The uncharacteristically high adaptation rate observed for reaches towards the same target with no feedback warrants additional attention (Fig. 3d). On average, while reaching towards the same target, errors were higher on the first perturbation trial with no feedback available. However, the errors are about the same by the second trial, suggesting larger improvement with no feedback. Furthermore, this behavior is not seen when reaching towards different targets. One potential explanation of this behavior is that it is an artifact of the duration of our ballistic movements. In typical center-out reaching studies, ballistic movements are defined on the order of 200 ms or less42. However, to accommodate the myoelectric control used in this study, we defined our threshold of ballistic movement as 500 ms, which could be long enough for subjects to react to changes. Mean auditory simple reaction times are between 140 and 160 ms, and mean visual simple reaction times are between 180 and 200 ms54; choice reaction times are longer, but differences between modalities remain the same55. It is possible that the difference in reaction times between audio feedback and vision-only conditions (feedback vs. no feedback) were great enough to allow for error correction during the reach with feedback, which is suggested by the lower initial error rates (Fig. 3). This drastic observed increase in error during no feedback conditions combined with the ability to rely on a target-specific motor plan during the same target condition may explain the uncharacteristically high adaptation rate.

We found limited improvements in reducing average reaching errors, elbow control noise, and error after sudden controller perturbations. However, Bayesian sensory integration may still provide insight into creating beneficial sensory feedback. The determinants of sensory feedback improvement are complex and intertwined. To fit the constraints of ballistic reaching, our tasks were simple center-out reaches. However, recent studies suggest that the benefits of feedback are more pronounced when provided during complex tasks necessitating complex prosthesis coordination32,56. After practice, subjects may have developed a sufficiently strong internal model for the simple reaches, negating the benefits of feedback.
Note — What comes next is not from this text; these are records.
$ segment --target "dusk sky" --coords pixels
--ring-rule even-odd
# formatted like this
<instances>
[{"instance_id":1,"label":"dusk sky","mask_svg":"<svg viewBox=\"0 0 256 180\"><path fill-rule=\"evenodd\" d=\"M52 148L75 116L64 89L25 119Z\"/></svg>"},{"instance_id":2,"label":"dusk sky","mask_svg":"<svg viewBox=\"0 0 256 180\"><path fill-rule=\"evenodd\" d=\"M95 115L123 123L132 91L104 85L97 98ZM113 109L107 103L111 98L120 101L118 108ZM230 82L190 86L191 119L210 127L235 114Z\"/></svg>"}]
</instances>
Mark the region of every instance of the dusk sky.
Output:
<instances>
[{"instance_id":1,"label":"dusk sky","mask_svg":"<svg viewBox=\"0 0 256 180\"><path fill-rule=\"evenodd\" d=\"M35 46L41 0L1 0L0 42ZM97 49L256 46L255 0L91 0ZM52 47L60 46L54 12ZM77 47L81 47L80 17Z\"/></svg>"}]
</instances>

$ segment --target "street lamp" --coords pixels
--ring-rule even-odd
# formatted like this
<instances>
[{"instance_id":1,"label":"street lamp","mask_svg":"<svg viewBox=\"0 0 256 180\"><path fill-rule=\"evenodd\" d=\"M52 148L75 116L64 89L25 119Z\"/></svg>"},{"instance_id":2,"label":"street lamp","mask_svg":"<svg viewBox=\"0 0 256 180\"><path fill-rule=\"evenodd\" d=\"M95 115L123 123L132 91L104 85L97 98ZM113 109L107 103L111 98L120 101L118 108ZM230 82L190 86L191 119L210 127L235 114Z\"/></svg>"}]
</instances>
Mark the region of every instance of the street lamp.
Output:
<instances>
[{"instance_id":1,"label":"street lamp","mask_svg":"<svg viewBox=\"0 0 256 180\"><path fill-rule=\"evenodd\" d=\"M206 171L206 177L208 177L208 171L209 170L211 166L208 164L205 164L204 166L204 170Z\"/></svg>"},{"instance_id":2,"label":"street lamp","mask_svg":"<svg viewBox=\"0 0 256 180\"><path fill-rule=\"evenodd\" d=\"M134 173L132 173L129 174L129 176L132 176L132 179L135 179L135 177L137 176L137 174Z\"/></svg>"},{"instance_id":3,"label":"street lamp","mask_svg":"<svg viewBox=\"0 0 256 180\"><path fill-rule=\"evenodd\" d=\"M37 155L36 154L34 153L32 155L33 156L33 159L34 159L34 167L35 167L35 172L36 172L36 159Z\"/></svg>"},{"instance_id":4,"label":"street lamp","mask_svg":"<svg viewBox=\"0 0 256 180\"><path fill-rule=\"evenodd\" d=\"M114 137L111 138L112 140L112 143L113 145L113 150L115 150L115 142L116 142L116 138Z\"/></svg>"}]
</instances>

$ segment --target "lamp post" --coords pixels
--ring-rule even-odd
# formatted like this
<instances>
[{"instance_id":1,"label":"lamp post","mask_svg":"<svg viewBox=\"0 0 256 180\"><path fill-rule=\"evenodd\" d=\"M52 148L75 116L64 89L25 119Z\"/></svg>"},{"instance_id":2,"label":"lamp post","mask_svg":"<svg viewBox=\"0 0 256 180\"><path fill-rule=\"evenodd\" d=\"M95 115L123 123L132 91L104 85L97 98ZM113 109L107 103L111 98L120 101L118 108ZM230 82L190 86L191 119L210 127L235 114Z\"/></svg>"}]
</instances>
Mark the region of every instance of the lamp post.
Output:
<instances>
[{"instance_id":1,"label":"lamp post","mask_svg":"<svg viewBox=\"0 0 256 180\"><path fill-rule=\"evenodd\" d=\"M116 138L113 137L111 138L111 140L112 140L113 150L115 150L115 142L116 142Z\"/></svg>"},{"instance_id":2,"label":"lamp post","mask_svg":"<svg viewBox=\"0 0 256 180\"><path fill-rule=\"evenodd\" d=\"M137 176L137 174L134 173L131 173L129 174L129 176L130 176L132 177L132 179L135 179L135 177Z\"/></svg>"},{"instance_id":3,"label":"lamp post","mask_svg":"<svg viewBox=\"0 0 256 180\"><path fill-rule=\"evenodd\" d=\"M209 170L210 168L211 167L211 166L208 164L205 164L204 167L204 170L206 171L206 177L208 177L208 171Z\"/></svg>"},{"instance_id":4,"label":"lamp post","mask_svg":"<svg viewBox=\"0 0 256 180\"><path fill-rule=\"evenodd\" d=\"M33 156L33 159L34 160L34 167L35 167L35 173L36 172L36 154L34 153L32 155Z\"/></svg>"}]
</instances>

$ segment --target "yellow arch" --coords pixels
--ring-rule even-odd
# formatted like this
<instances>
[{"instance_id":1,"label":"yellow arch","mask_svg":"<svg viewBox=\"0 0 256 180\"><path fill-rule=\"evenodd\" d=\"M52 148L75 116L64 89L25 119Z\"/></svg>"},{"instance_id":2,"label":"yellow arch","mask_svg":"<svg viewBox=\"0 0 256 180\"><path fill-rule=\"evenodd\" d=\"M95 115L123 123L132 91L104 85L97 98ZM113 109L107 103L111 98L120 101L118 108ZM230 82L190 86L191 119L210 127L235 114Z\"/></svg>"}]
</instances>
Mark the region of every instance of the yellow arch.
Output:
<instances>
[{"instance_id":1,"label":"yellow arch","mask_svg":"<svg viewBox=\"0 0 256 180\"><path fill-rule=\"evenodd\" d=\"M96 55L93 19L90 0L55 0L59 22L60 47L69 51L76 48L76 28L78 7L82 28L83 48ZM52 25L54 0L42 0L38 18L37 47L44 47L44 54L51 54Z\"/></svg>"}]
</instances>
Frequency-modulated audio was selected as the modality of feedback in this study due to its resolution and ease of implementation. Human perception of frequency has a resolution of less than 1%57, compared to the 30% or greater for visual joint speed perception41. This feedback is not a strong candidate for everyday use, but rather serves as a best-case scenario for joint speed feedback investigation. The day-to-day benefits of feedback are dependent on numerous factors32, likely among these are feedback modality, encoding, location, intensity, and user preference. For nerve stimulation approaches in particular, additional factors could include stimulated receptive field, elicited sensation, pleasantness, and naturalness. We believe our results to be generalizable to other feedback methods, as our study was based on investigation of motor and adaptation behaviors, however individual results may vary depending on the resolution of other feedback methods. The specifics of how these variables might impact prosthesis control, performance, and use are questions that should be addressed as prosthesis technology advances.
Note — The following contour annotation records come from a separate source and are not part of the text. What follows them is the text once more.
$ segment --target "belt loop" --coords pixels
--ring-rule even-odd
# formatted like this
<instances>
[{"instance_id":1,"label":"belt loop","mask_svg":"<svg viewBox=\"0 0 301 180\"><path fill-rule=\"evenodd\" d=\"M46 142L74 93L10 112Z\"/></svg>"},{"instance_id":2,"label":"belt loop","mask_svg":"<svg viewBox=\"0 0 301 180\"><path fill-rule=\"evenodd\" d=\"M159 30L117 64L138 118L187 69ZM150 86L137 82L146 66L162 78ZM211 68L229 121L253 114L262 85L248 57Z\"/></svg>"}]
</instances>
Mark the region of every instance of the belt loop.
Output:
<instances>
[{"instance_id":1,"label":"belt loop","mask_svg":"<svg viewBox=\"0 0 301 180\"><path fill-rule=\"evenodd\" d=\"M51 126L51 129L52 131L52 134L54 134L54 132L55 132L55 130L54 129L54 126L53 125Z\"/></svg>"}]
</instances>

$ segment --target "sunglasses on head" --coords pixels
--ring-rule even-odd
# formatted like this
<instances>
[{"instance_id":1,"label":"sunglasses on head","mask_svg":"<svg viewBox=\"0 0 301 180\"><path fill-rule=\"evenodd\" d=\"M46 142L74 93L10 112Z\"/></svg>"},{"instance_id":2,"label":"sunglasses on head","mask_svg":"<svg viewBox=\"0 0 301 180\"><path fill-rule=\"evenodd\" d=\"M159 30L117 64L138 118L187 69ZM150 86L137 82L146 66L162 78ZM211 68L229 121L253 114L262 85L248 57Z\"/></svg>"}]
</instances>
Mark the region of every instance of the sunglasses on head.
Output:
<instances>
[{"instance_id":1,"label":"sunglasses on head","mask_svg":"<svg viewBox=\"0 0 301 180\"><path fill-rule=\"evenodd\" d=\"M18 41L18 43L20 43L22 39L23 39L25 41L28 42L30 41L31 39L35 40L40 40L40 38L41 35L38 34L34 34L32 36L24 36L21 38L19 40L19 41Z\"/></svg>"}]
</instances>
Proprioception and kinesthesia are crucial senses for human limb control, and are currently lacking in modern prosthetic limbs. We developed an artificial sensory feedback system to improve the sense of joint speed and tested its effectiveness on improving control and adaptation to novel conditions. Our results suggest improvement in reaching performance following a perturbation, and a reaching strategy that may arise to compensate for high myoelectric control noise. This improved reaching strategy suggests that joint speed feedback may assist prosthesis users in recovering reach performance following sudden changes to prosthesis control. However, the effects of joint speed feedback during complex coordinated tasks, and its interaction with other determinants of sensory feedback improvement, remain to be investigated. We anticipate future studies will refine our knowledge of how to successfully implement artificial sensory feedback, leading to improved control for prosthesis user’s robotic limbs.